It’s difficult to sway people’s worldview with merely facts, statistics, and logic. Rather than relying on the journalistic “talking heads” style typical of many food-centric, issue-driven documentaries, this film will employ a cinematic storytelling approach. We’ll focus on  the emotional stories of a select few whose lives are directly tied to the consumer/producer interface surrounding the meat we eat. With stunning imagery, carefully observed detail and intimate interviews, we’ll explore the stories of compelling food innovators, producers, and thinkers.

We will not be highlighting companies or specific dietary or management dogmas. 

We’re looking to break out of the paleo eco-sphere to spread the word about the benefits of better meat. We’ll illustrate how processed foods that encourage us to overeat are the real enemy to our health. Meat is NOT the enemy. Regenerative farming is good for the soil, and when compared to cropping, actually causes “least harm” to animal life. 


The main message of the film project is that well-raised red meat is wrongfully vilified as unhealthy, unsustainable and unethical and that those who are looking to cause “least harm” don’t necessarily need to avoid meat. 

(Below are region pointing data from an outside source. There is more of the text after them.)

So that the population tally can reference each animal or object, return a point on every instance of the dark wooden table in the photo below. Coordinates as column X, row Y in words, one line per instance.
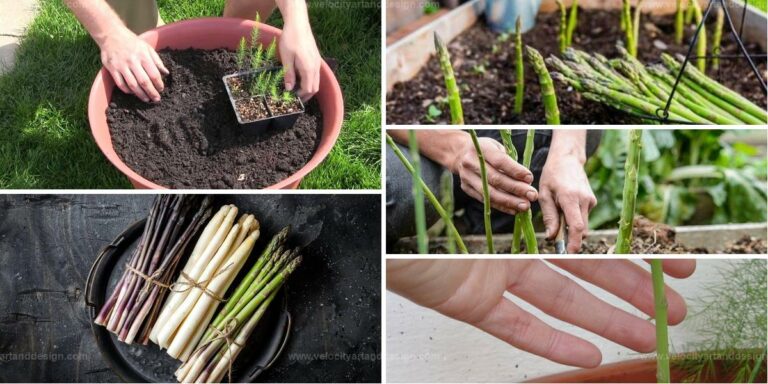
column 48, row 243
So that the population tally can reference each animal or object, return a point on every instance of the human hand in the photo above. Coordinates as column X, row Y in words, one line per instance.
column 299, row 55
column 133, row 64
column 564, row 186
column 472, row 291
column 509, row 183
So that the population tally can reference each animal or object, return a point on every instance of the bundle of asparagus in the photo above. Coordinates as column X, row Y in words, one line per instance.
column 627, row 85
column 229, row 331
column 133, row 308
column 218, row 256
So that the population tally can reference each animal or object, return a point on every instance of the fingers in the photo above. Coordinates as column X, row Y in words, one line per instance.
column 560, row 297
column 158, row 62
column 472, row 184
column 522, row 330
column 549, row 214
column 634, row 285
column 501, row 161
column 143, row 80
column 577, row 227
column 119, row 81
column 678, row 268
column 133, row 84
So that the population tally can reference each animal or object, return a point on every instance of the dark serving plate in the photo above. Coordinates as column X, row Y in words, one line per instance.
column 147, row 363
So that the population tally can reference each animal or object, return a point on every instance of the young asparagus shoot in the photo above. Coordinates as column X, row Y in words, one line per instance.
column 679, row 22
column 561, row 38
column 524, row 220
column 548, row 96
column 717, row 38
column 454, row 99
column 418, row 195
column 660, row 305
column 701, row 39
column 429, row 195
column 242, row 50
column 519, row 68
column 486, row 193
column 629, row 197
column 271, row 51
column 573, row 20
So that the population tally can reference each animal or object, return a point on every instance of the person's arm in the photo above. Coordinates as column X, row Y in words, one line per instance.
column 564, row 186
column 298, row 50
column 133, row 64
column 509, row 182
column 473, row 291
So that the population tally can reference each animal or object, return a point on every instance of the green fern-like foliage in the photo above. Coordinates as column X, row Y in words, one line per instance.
column 241, row 52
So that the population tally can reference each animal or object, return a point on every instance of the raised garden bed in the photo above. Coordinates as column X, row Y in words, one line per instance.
column 648, row 238
column 486, row 78
column 192, row 138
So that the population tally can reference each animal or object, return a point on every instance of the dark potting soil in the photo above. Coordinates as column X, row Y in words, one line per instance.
column 487, row 82
column 191, row 138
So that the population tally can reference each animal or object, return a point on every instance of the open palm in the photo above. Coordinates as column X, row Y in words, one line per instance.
column 473, row 291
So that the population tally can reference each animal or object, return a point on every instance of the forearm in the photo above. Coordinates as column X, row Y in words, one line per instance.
column 442, row 146
column 569, row 142
column 97, row 17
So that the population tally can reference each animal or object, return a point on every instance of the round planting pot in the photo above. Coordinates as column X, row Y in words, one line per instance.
column 212, row 33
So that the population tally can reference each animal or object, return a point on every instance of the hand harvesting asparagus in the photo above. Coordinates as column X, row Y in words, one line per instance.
column 563, row 186
column 472, row 291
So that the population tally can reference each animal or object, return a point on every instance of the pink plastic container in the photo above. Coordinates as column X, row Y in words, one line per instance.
column 211, row 33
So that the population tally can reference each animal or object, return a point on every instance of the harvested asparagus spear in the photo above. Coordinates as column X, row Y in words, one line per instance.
column 519, row 68
column 454, row 99
column 624, row 238
column 486, row 193
column 430, row 196
column 548, row 96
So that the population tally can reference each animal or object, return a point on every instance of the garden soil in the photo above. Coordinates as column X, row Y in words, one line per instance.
column 191, row 138
column 487, row 81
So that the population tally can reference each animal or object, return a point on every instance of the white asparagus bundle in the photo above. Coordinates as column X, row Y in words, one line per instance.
column 220, row 253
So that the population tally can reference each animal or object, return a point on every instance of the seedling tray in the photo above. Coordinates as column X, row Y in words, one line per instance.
column 272, row 120
column 147, row 363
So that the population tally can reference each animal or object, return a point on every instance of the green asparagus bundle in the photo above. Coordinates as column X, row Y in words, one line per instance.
column 625, row 84
column 229, row 332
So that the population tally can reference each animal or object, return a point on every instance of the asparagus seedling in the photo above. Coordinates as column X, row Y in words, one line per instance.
column 660, row 306
column 271, row 51
column 679, row 22
column 429, row 195
column 486, row 193
column 563, row 26
column 242, row 49
column 418, row 195
column 573, row 19
column 629, row 196
column 701, row 40
column 548, row 95
column 454, row 99
column 717, row 38
column 519, row 68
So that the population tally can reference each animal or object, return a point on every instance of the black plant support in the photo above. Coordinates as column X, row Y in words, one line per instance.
column 662, row 114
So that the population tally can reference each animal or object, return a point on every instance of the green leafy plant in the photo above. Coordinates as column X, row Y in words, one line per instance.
column 678, row 170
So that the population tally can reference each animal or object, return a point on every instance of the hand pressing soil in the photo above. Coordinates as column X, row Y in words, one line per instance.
column 191, row 138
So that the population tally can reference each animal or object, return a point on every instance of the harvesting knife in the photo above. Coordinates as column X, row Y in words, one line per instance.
column 561, row 238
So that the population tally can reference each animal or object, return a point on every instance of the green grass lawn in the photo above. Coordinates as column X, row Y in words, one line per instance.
column 46, row 140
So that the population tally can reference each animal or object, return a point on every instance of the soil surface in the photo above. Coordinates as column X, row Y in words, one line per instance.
column 487, row 82
column 191, row 139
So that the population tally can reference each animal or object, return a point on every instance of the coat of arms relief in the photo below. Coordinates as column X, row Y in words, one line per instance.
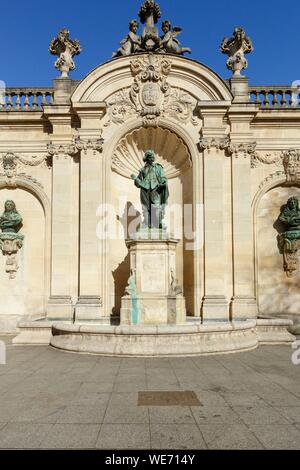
column 151, row 96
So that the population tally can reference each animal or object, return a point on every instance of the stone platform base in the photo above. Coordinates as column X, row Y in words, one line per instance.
column 156, row 341
column 34, row 333
column 274, row 331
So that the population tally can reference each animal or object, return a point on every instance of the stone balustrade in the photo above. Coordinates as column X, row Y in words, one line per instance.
column 275, row 96
column 25, row 99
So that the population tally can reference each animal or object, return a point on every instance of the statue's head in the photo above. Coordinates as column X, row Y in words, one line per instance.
column 10, row 206
column 166, row 26
column 293, row 203
column 134, row 26
column 63, row 34
column 149, row 156
column 239, row 33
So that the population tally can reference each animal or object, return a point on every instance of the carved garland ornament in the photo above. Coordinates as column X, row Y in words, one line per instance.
column 150, row 96
column 11, row 163
column 74, row 147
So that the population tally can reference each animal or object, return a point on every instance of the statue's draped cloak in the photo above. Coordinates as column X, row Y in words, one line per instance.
column 153, row 184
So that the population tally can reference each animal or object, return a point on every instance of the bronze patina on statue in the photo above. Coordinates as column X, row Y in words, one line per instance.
column 289, row 240
column 150, row 41
column 10, row 240
column 154, row 192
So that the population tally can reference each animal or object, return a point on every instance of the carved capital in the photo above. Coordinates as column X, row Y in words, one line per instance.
column 266, row 159
column 291, row 164
column 12, row 164
column 90, row 144
column 242, row 150
column 206, row 143
column 61, row 150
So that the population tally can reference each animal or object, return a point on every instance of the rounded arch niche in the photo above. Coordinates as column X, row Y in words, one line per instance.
column 127, row 159
column 25, row 296
column 273, row 287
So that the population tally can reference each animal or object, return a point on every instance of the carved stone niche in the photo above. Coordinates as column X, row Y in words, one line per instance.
column 169, row 149
column 10, row 240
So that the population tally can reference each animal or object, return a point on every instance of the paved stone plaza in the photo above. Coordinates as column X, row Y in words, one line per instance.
column 51, row 399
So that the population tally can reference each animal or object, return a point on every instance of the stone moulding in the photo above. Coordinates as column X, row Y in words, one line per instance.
column 159, row 341
column 73, row 148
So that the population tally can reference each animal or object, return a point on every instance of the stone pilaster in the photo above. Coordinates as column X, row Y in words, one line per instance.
column 63, row 248
column 60, row 302
column 90, row 303
column 241, row 150
column 213, row 143
column 215, row 304
column 243, row 303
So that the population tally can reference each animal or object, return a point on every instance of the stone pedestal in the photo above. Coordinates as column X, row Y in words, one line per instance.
column 152, row 295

Let’s face it, it’s unrealistic to think that the world will stop eating meat tomorrow, so even though some people don’t want to consume meat for personal reasons (which is a completely respectable personal choice) it’s still important that the meat others eat is raised well. Let’s all build a bridge towards a more conscientious, nutritious and sustainable food system.

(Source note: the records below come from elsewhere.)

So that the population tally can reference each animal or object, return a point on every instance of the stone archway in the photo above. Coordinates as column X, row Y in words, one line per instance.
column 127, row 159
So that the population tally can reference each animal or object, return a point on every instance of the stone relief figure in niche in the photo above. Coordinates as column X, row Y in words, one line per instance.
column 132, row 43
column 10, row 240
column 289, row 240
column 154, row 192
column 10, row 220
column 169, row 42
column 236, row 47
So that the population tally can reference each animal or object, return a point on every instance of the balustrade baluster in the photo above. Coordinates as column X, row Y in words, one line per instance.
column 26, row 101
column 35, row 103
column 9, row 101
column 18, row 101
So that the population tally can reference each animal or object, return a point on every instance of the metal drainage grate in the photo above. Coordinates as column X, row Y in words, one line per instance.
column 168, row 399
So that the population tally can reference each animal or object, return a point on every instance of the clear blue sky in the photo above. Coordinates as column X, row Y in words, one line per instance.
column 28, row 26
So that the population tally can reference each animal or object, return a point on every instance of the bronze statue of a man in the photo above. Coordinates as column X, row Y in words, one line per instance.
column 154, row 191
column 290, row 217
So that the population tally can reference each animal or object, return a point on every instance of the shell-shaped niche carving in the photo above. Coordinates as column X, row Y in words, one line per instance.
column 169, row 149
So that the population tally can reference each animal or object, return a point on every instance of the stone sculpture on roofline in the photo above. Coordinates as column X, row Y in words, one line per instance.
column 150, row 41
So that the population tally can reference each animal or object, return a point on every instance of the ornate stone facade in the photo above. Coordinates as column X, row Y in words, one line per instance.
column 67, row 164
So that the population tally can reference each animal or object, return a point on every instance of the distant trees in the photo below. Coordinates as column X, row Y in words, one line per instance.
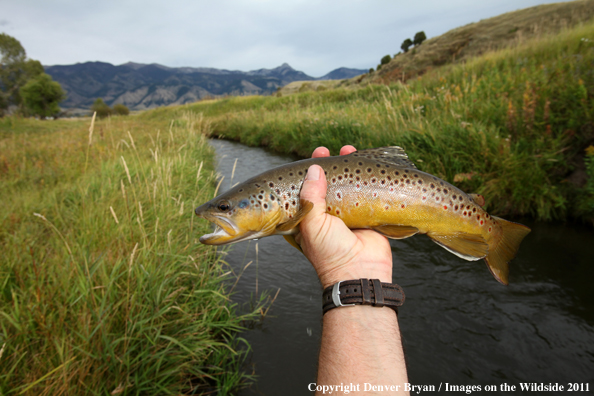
column 41, row 96
column 419, row 38
column 406, row 44
column 100, row 108
column 15, row 71
column 103, row 110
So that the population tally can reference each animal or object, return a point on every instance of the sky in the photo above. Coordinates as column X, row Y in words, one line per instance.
column 315, row 37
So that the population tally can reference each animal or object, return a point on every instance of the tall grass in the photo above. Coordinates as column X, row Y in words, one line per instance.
column 104, row 288
column 512, row 125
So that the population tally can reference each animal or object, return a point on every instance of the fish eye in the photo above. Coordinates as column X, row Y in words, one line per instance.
column 224, row 206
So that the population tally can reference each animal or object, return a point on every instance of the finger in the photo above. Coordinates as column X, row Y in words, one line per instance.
column 320, row 152
column 348, row 149
column 314, row 190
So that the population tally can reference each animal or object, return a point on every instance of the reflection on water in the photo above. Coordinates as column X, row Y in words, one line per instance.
column 458, row 324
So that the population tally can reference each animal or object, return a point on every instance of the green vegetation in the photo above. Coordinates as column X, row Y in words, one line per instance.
column 466, row 42
column 104, row 288
column 41, row 96
column 101, row 108
column 511, row 125
column 406, row 44
column 120, row 109
column 419, row 38
column 15, row 71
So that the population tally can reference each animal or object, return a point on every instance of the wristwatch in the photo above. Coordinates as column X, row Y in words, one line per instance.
column 362, row 292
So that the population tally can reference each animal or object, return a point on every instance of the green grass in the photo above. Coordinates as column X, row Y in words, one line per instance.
column 104, row 288
column 511, row 125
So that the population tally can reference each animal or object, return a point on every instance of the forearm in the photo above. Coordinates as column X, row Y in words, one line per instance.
column 362, row 345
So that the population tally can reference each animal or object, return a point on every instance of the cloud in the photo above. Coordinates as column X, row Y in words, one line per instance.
column 312, row 36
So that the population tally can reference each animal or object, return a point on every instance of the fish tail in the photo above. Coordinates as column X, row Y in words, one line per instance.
column 504, row 249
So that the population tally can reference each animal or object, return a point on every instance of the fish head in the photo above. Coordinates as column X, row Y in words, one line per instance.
column 240, row 214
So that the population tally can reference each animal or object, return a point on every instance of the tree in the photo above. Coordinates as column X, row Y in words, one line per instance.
column 41, row 96
column 15, row 71
column 419, row 38
column 406, row 45
column 101, row 108
column 121, row 109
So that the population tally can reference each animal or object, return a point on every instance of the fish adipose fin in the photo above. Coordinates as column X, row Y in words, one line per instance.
column 396, row 231
column 478, row 199
column 392, row 155
column 470, row 247
column 305, row 207
column 505, row 249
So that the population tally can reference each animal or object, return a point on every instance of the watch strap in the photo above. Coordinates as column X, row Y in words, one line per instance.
column 362, row 292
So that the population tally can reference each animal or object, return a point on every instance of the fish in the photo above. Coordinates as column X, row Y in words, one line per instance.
column 379, row 189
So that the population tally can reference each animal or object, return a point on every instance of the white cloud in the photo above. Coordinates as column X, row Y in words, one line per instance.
column 312, row 36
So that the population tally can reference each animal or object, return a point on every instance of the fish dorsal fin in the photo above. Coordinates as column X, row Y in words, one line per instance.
column 396, row 231
column 478, row 199
column 305, row 207
column 470, row 247
column 392, row 155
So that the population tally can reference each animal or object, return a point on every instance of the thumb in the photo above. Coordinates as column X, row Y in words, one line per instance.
column 314, row 190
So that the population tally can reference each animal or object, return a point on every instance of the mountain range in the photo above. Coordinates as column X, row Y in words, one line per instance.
column 141, row 86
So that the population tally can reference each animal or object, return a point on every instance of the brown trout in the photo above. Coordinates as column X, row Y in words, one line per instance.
column 379, row 189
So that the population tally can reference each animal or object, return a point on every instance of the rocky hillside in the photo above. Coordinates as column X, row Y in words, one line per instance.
column 141, row 86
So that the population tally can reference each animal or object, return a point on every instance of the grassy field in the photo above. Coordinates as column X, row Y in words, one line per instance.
column 513, row 125
column 472, row 40
column 104, row 288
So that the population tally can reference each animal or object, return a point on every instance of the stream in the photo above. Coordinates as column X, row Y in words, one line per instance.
column 459, row 326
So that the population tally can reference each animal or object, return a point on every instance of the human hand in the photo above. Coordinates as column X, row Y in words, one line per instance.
column 336, row 252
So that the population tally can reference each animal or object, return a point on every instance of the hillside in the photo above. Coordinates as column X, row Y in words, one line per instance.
column 460, row 44
column 141, row 86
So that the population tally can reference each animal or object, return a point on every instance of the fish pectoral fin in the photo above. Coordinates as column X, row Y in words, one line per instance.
column 478, row 199
column 470, row 247
column 305, row 207
column 292, row 242
column 396, row 231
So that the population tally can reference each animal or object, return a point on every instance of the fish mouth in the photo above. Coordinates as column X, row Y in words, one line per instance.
column 225, row 231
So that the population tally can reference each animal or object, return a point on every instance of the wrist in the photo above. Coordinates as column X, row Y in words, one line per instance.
column 365, row 271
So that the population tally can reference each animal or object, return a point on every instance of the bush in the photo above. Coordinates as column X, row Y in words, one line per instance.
column 121, row 109
column 41, row 96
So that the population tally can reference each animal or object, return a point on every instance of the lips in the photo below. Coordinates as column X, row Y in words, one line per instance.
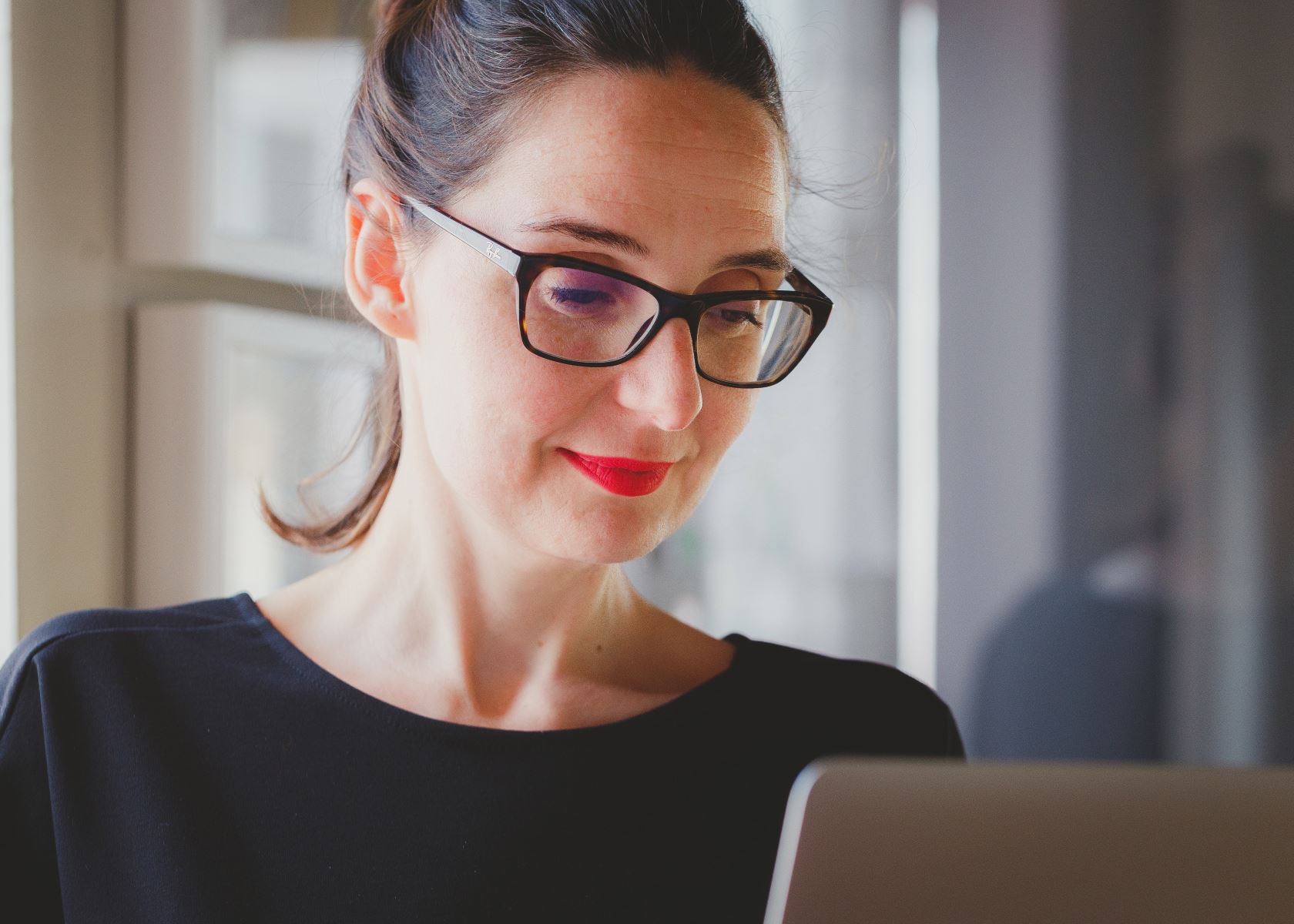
column 625, row 477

Viewers will be directed to a website with tools they can learn to make better food choices, fix the system (take-action), connect (with better meat producers), and donate to organizations that support real food nutrition, animal welfare and educate about regenerative farming techniques. Additionally, a portion of the film’s proceeds will go to these nonprofits.


We’re still working out the cast of characters to tell the most impactful and effective story. We aim to feature a small handful of health, environmental and ethics experts. 

Nina Teicholz, Chris Masterjohn, Nicolette Hahn Niman, Dr. Rangan Chattergee, Robb Wolf, Dr. Frank Lipman, Seamus Mullen, Joel Salatin, Will Harris, Lierre Keith and JP Sears are among those who have agreed to support and/or participate in the film. Other early supporters include Gary Taubes, Dr. David Perlmutter, Melissa Hartwig, Michelle Tam, Mark Sisson, Chris Kresser, and John Durant.

We even have confirmed interviews with non-meat eaters who are helping fight for better meat! 

The Savory Institute, Holistic Management International, Animal Welfare Approved and Food Tank are among our non-profit supporters. “Better meat” companies backing the project include Applegate, US Wellness Meats, Paleovalley, ButcherBox, Tribali Foods, The Honest Bison, Epic, The Good Kitchen, Dole & Bailey and Thrive Market.


In order to produce a fantastic film, we need a significant amount of support. Thanks to overwhelming support, we have already met our minimum of $75,000, which will allow us to cover our initial legal and development expenses, plus begin shooting two storylines. From this, we will edit a sample that will show potential funders how we intend to tell the story, so that we can complete our budget to make the film.

Our current new goal is $150,000, which means we’ll be able to continue following our main storylines and also begin filming other potential lead stories. This is still just a small portion of what we’ll need to produce the whole film. Once we complete our budget, we’ll complete shooting, then the post-production, marketing, and distribution of the film to get it out to the public.